C. UN CADRE NORMATIF FRANÇAIS QUI DOIT ENCORE S'ADAPTER

1. Sur le fondement de l'article 301 de la loi « Climat et résilience », les filières établissent des feuilles de route de décarbonation

Afin de préparer cette échéance et, en particulier, la prochaine stratégie nationale bas-carbone, l'article 301 de la loi « Climat et résilience » du 22 août 202127(*) prévoit que, pour chaque secteur fortement émetteur de gaz à effet de serre, et au plus tard le 1er janvier 2023, une feuille de route est établie conjointement par les représentants des filières économiques, le Gouvernement et les représentants des collectivités territoriales pour les secteurs dans lesquels ils exercent une compétence.

Cette feuille de route doit, aux termes de cet article, coordonner les actions mises en oeuvre par chacune des parties pour atteindre les objectifs de baisse des émissions de gaz à effet de serre fixés par la SNBC.

Les étapes d'élaboration des feuilles de route

D'après le ministère de la transition écologique, les feuilles de route prévues en application de la loi « Climat et résilience » sont « toutes élaborées via la même démarche afin d'impliquer les filières économiques dans la planification écologique et la mise en oeuvre de la future SNBC », suivant trois étapes :

élaboration par chaque filière d'une proposition de feuille de route de décarbonation, en amont de l'élaboration de la prochaine SNBC (leviers privilégiés, freins à lever, actions à mettre en place, propositions d'évolutions des politiques publiques) ;

remise au Gouvernement de ces propositions de feuille de routes, courant 2023, pour alimenter les décisions dans le cadre de la planification écologique ;

travail d'alignement de ces propositions de feuilles de route avec les orientations de la planification écologique, lorsque ces dernières auront été précisées, afin de « permettre aux pouvoirs publics et aux filières de partager une même trajectoire de transition et de prendre des engagements réciproques sur les moyens à mettre en oeuvre par chaque partie prenante pour la déployer ».

En outre, un comité scientifique a été mis en place afin de formuler un avis indépendant sur les propositions de feuilles de route élaborées par les filières et des recommandations pour la suite des travaux.

Source : ministère de la transition écologique et de la cohésion des territoires

À ce jour, six propositions de feuilles de routes de filières ont été remises au Gouvernement, dont quatre concernent directement le secteur des transports.

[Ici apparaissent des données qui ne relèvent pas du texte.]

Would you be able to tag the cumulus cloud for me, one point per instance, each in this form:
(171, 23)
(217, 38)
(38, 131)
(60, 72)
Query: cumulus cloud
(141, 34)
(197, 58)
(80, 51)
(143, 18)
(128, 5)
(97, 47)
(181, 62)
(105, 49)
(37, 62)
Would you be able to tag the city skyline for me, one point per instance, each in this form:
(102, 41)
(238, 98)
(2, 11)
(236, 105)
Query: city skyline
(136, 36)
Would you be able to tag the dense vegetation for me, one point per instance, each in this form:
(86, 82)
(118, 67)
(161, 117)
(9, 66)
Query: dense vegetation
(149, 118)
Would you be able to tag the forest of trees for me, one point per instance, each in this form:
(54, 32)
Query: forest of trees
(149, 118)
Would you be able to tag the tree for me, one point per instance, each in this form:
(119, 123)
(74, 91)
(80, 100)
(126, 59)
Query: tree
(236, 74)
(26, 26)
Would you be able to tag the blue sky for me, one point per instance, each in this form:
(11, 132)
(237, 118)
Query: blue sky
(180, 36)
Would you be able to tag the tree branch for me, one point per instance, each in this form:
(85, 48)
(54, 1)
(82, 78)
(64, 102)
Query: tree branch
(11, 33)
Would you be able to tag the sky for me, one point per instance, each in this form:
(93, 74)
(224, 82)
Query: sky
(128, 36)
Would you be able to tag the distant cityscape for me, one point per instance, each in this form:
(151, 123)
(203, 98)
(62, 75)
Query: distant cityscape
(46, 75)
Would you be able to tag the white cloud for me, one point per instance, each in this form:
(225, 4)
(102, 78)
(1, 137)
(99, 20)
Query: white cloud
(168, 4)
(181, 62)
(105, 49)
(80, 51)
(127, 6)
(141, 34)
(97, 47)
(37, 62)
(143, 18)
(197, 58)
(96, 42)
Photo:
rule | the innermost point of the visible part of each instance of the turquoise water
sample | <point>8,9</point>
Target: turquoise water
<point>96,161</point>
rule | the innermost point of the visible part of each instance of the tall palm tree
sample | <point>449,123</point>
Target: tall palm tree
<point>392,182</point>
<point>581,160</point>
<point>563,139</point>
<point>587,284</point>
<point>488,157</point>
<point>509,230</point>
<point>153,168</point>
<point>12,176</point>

D'après le site internet du ministère de la transition écologique et de la cohésion des territoires, ces documents « ne constituent pas la feuille de route du Gouvernement et les propositions d'évolution des politiques publiques qu'ils contiennent n'engagent pas l'État. »

· Le secteur du transport aérien a été le premier à remettre officiellement au Gouvernement sa proposition de feuille de route le 14 février 2023, dont l'élaboration a été co-pilotée par la Direction générale de l'aviation civile (DGAC) et le Groupement des industries françaises aéronautiques et spatiales (GIFAS). Elle s'inscrit dans l'objectif de neutralité carbone défini à l'échelle européenne, mais aussi approuvé par l'Assemblée de l'Organisation de l'aviation civile internationale (OACI) en octobre 2022 (« Long term global aspirational goal » ou LTAG).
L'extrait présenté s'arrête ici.